The house of cards truly began to collapse when the financial crisis hit its worst in 2009, requiring more writedowns on Allied's investments on top of writedowns to correct artificially inflated values in prior years. Having dumped its winners to generate taxable income, marginal borrowers that remained in the portfolio faced a rapidly deteriorating economic environment.
Capital markets seized during the financial crisis. Allied Capital's lenders called their short-term financing to the company, and it was in the perilous position of needing liquidity at a time when its balance sheet was both illiquid and salable only at massive discounts. It shopped itself to competing companies and Ares Capital (ARCC -0.02%) ultimately won out.
Even its sale couldn't escape financial drama. Prospect Capital (PSEC 0.29%) tried to "butt in" on Ares' acquisition; Allied wanted nothing to do with it. Prospect and Allied sparred via dirty press releases, proof that competitors can't avoid the temptation to deliver low blows even when their industry is on its deathbed. On March 26, 2010, Allied Capital shareholders agreed to a takeover that valued the BDC at $3.47 per share, a discount of nearly 90% from its peak valuation in 2007.
Learning from the fallout
Five years after the company folded into Ares Capital, there are plenty of lessons to be learned from the Allied Capital debacle, the first of which is that a dividend, no matter how big, should never be the basis by which businesses are judged.
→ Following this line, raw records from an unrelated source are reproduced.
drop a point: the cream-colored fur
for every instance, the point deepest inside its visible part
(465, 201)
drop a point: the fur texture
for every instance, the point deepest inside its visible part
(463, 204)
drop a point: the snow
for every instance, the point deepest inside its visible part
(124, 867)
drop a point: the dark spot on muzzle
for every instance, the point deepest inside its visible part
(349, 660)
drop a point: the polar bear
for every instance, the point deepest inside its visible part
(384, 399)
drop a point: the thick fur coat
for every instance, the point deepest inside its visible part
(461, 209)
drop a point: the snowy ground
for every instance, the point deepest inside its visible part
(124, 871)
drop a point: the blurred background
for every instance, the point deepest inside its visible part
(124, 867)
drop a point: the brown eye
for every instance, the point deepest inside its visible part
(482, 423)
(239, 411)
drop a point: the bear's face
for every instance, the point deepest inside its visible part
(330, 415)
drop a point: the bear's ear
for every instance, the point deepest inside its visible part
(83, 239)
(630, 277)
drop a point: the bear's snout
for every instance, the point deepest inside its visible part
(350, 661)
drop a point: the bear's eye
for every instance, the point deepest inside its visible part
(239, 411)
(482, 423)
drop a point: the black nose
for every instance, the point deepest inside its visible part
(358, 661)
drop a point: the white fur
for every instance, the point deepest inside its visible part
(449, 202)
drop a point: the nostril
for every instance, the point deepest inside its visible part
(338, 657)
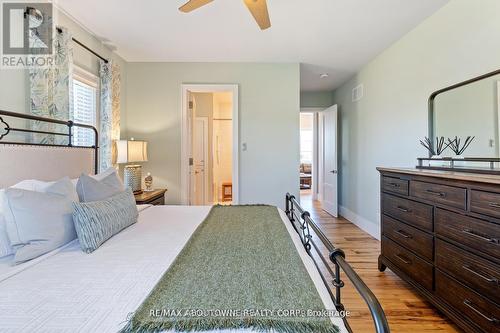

That adage is twice as true in the financial industry.
More broadly, and more relevant today than ever, Allied Capital's story should be a warning for investors who blindly accept managers' use of financial measures when they break from standard practice and convention. This applies everywhere, from tech companies that tout earnings measures excluding stock-based compensation to companies that rely on EBITDA even when depreciation is a very real, very applicable cost of doing business. Often, our acceptance of nonstandard accounting only encourages unfortunate behavior, be it obscene stock option issuance or poor capital allocation.
Finally, and most important, we should accept that investment theses are ever-changing. It would be foolish (little F) to never once consider the bear case once you've gone long. Investment results aren't elections and your net worth statement doesn't have a column for how many times you've been right or wrong. If accuracy were the sole benchmark for investment performance, venture capitalists would be beggars instead of billionaires and Donald Trump would be just another guy with a bad haircut.